There are few oratorios composed now, and the newest presentation by Music at Co-Cath (MACC) is a unique and exciting one. Entirely in Spanish, this work tells the story of the Passion of Christ through the lens of Hispanic immigrants. The music utilizes a mix of contemporary classical sound and Latin American musical genres from Argentina, Mexico, Colombia, Peru, Chile, Cuba, and Venezuela among others.
MACC (Music at Co-Cath) of The Co-Cathedral of St. Joseph in Brooklyn will present Oratorio Panhispánico March 31 and April 1, 2023. MACC seeks to create awe-inspiring sacred music experiences made accessible to everyone for a kinder world. Composer Alejandro Zuleta’s El Oratorio Panhispánico, is a fully staged production directed by Daniel Irizarry. The piece features soloists soprano Cristina Maria Castro and tenor Daveed Buzaglo, as well as chorus and an instrumental ensemble that combines classical & traditional Latin American instruments.
Zuleta says, “The Panhispanic aspect of this piece begins with the text. The libretto for this oratorio comes from three sources. The first one is inspired by the tradition of décimas. The Décimas Espinelas are a type of verse of ten stanzas that originated in Spain and traveled to the Americas. Apart from its wonderful musicality, what is truly special about them is that they became part of the traditional way of improvising verses to music in almost every Hispanic country in Latin America.”

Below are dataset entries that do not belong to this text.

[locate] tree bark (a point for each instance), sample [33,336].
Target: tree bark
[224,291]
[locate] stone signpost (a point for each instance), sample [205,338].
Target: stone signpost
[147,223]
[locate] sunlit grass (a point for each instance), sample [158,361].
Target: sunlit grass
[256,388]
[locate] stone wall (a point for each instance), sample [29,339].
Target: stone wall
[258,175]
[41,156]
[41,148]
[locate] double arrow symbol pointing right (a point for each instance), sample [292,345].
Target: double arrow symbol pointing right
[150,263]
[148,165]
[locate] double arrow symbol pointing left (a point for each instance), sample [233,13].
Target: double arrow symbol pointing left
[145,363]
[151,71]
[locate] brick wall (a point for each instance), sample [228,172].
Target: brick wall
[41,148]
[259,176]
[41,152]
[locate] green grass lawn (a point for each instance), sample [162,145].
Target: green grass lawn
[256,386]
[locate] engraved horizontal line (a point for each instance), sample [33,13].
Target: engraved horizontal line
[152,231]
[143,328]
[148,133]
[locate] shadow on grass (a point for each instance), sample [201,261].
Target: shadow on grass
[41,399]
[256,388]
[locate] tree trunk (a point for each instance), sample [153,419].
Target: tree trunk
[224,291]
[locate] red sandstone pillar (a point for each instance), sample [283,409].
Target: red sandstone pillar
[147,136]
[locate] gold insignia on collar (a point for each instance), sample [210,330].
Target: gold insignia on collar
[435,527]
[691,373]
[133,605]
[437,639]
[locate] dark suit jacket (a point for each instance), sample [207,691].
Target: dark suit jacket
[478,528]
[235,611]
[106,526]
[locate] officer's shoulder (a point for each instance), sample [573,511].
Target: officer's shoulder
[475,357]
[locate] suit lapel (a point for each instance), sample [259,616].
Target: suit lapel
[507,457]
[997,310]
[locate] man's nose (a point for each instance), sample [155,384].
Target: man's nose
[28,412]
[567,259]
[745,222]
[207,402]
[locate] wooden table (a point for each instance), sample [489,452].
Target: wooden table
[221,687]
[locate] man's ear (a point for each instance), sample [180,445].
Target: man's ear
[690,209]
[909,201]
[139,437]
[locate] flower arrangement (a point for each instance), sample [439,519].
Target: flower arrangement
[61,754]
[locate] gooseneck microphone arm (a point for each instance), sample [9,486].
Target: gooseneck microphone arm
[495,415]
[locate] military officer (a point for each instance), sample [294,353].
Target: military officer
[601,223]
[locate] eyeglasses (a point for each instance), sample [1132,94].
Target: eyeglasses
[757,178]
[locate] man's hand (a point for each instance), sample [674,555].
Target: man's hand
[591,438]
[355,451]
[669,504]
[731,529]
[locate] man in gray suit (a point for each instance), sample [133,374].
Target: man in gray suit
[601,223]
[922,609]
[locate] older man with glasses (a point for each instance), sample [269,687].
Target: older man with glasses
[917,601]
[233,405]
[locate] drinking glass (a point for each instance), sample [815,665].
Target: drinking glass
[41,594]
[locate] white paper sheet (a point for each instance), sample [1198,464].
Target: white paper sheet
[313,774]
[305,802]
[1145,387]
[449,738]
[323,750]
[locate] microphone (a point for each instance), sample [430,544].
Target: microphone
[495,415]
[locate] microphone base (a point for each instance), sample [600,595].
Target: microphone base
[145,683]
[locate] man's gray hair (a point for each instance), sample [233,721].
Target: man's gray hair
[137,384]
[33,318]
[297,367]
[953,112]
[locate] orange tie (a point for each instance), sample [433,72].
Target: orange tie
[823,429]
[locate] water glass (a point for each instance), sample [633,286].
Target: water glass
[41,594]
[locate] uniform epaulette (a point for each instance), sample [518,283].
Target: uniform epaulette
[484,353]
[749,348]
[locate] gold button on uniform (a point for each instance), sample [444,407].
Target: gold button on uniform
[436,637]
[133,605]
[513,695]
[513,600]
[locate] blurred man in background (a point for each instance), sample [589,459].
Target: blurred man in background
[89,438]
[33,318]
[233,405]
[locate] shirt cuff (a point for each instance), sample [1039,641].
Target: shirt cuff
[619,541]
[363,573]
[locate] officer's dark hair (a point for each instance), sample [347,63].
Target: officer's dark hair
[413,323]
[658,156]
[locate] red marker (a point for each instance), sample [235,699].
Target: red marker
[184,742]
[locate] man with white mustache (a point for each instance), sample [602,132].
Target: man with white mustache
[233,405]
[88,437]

He describes his compositional inspiration, “I wrote this oratorio as a way of resisting the consolidation of biased stereotypes about race and identity. I hope to accomplish this by using the material to explore the contradictory realities that emanate from human migration. On the one hand, migration makes possible the creation of new and unique expressions of culture, richness, and beauty. These expressions are only possible in the miraculous clashing of diverse cultural identities. On the other hand, there is the heartbreak that comes by being seen through biased stereotypes and treated as ‘The Other’ or ‘otherized.’ This brings isolation, injustice, abuse, suffering, and pain. Finally, there are the broken dreams and interrupted lives of migrants lost in the journey. In this oratorio, the music and the story portray this contradiction. The music is a unique fusion between the Baroque passion oratorio tradition and the cultural depth of Latin American folk music. The story confronts us with a timeless tale of persecution, betrayal, abuse, cruelty, injustice, suffering, and death. The setting is a fictional reunion of migrants along the border of Mexico and the U.S. This meeting opens the possibility for this Oratorio Panhispánio to exist. These are our names. These are our voices. This is our music. This is our story.”
Castro notes, “The Passion of Christ serves as a mirror to our own personal identities as migrants, immigrants, sons, daughters, and grandchildren of immigrants—both in the wonderful and unique ways in which we share, celebrate, and blend our cultures, and also in the heartbreak that accompanies our stories.”